Python Numpy minimum() - Find Minimum Value

Updated on November 18, 2024
minimum() header image

Introduction

The minimum() function in NumPy is a versatile tool designed to find the smallest element between two arrays or within an array on an element-wise basis. NumPy, a fundamental package for numerical computation in Python, provides this function to handle large arrays efficiently and with ease. The minimum() function simplifies the process of comparing elements, making it invaluable in data analysis, scientific computing, and various applications requiring minimum value computation.

In this article, you will learn how to use the NumPy minimum() function to effectively find minimum values in single or multiple arrays.

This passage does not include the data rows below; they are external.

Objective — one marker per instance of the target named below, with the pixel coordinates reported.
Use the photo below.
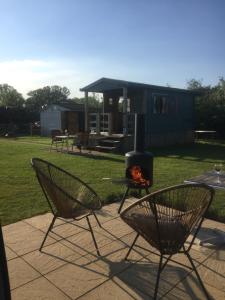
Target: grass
(21, 197)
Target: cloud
(27, 75)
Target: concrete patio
(70, 269)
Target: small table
(65, 139)
(211, 178)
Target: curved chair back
(67, 195)
(166, 218)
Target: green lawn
(21, 197)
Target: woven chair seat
(172, 232)
(68, 196)
(166, 218)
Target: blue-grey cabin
(169, 115)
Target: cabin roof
(107, 84)
(73, 106)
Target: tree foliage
(10, 97)
(47, 95)
(209, 106)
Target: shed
(169, 112)
(65, 115)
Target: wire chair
(166, 218)
(68, 196)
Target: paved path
(70, 269)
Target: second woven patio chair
(166, 218)
(69, 197)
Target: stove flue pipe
(139, 133)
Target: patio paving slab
(9, 253)
(212, 271)
(51, 257)
(78, 277)
(20, 272)
(114, 289)
(23, 238)
(39, 289)
(70, 268)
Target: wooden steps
(109, 144)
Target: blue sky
(75, 42)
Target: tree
(209, 106)
(10, 97)
(45, 96)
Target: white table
(210, 178)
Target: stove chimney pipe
(139, 133)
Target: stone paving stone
(115, 228)
(39, 289)
(142, 276)
(83, 242)
(20, 272)
(40, 222)
(212, 271)
(10, 254)
(51, 258)
(77, 278)
(114, 289)
(189, 289)
(23, 238)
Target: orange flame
(137, 176)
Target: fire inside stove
(138, 177)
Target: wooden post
(86, 119)
(125, 121)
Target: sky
(75, 42)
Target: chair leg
(49, 229)
(158, 277)
(198, 276)
(131, 247)
(93, 237)
(99, 224)
(123, 200)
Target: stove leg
(123, 200)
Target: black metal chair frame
(127, 192)
(184, 250)
(57, 214)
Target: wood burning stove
(139, 163)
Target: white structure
(65, 115)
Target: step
(105, 148)
(110, 141)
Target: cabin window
(160, 103)
(128, 105)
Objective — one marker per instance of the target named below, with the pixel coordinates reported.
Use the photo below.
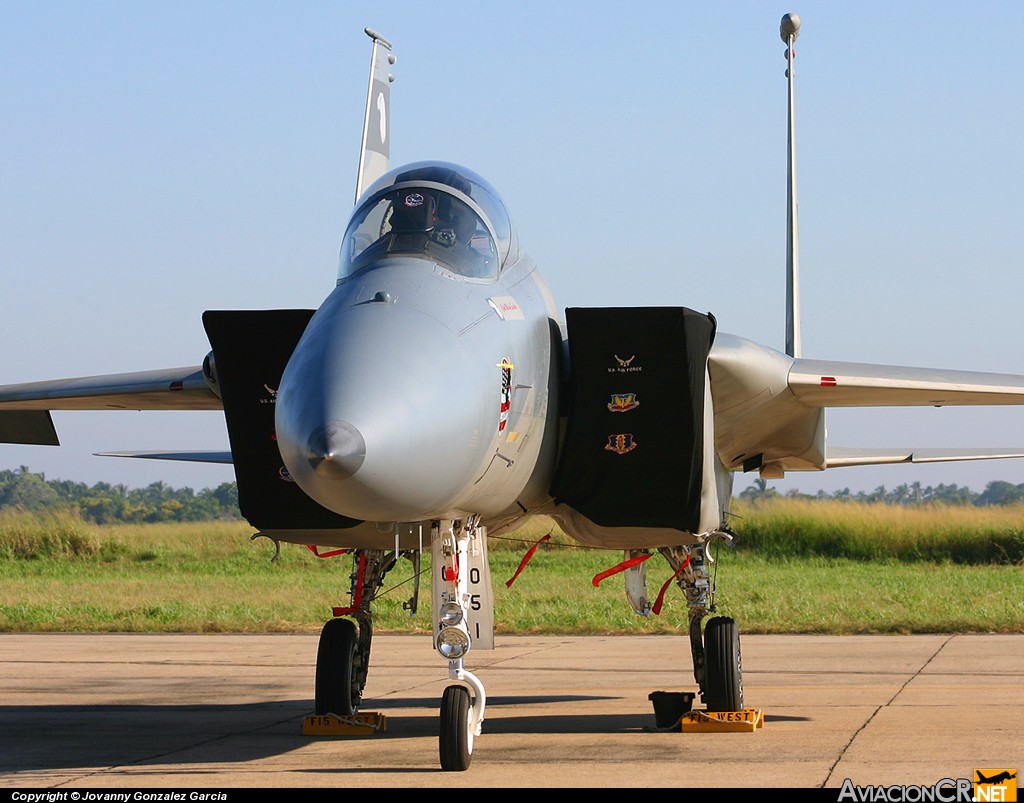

Explore practical examples that demonstrate how to apply this function in different scenarios and understand its behavior with various data types.

Using minimum() with Arrays

Finding Minimum Between Two Arrays

  1. Import the NumPy package.

  2. Define two arrays.

  3. Apply the minimum() function to these arrays.

    python
    import numpy as np
    
    a = np.array([5, 7, 9])
    b = np.array([3, 6, 8])
    min_result = np.minimum(a, b)
    print(min_result)
    

    This example outputs the minimum values between corresponding elements in arrays a and b, resulting in [3, 6, 8].

Finding the Minimum with Scalar Values

  1. Combine scalar values and arrays to find minimum values.

  2. Use a single array and a scalar to apply the function.

    python
    import numpy as np
    
    c = np.array([10, 20, 30])
    scalar = 15
    min_scalar_result = np.minimum(c, scalar)
    print(min_scalar_result)
    

    In this snippet, the minimum() function compares each element in array c with the scalar value 15, resulting in an output of [10, 15, 15].

Using minimum() in Advanced Scenarios

Minimum Values in Multi-dimensional Arrays

  1. Create a multi-dimensional array.

  2. Use minimum() along a specified axis.

    python
    import numpy as np
    
    d = np.array([[1, 2, 3], [4, 5, 6]])
    e = np.array([[3, 2, 1], [0, 0, 0]])
    min_multi_dim = np.minimum(d, e)
    print(min_multi_dim)
    

    Here, the function computes the minimum for each corresponding pair in the multi-dimensional arrays d and e.

Handling NaN Values

  1. Include NaN values in your arrays.

  2. Observe the behavior of minimum() with NaN.

    python
    import numpy as np
    
    f = np.array([np.nan, 2, np.nan])
    g = np.array([1, np.nan, 3])
    min_nan = np.minimum(f, g)
    print(min_nan)
    

    Since NaN interacts peculiarly when comparing with numeric values, the result shows NaN where any of the compared values is NaN.

Conclusion

The NumPy minimum() function is a powerful tool to compute minimum values across arrays or between array elements in a comprehensive, efficient manner. Familiarizing yourself with this function allows for detailed and efficient data analysis and manipulation. Whether you're dealing with simple or complex datasets, the minimum() function extends your capabilities in handling comparisons optimally within your Python environments. Embrace these techniques to simplify and accelerate your analytical tasks by efficiently finding minimum values in your data.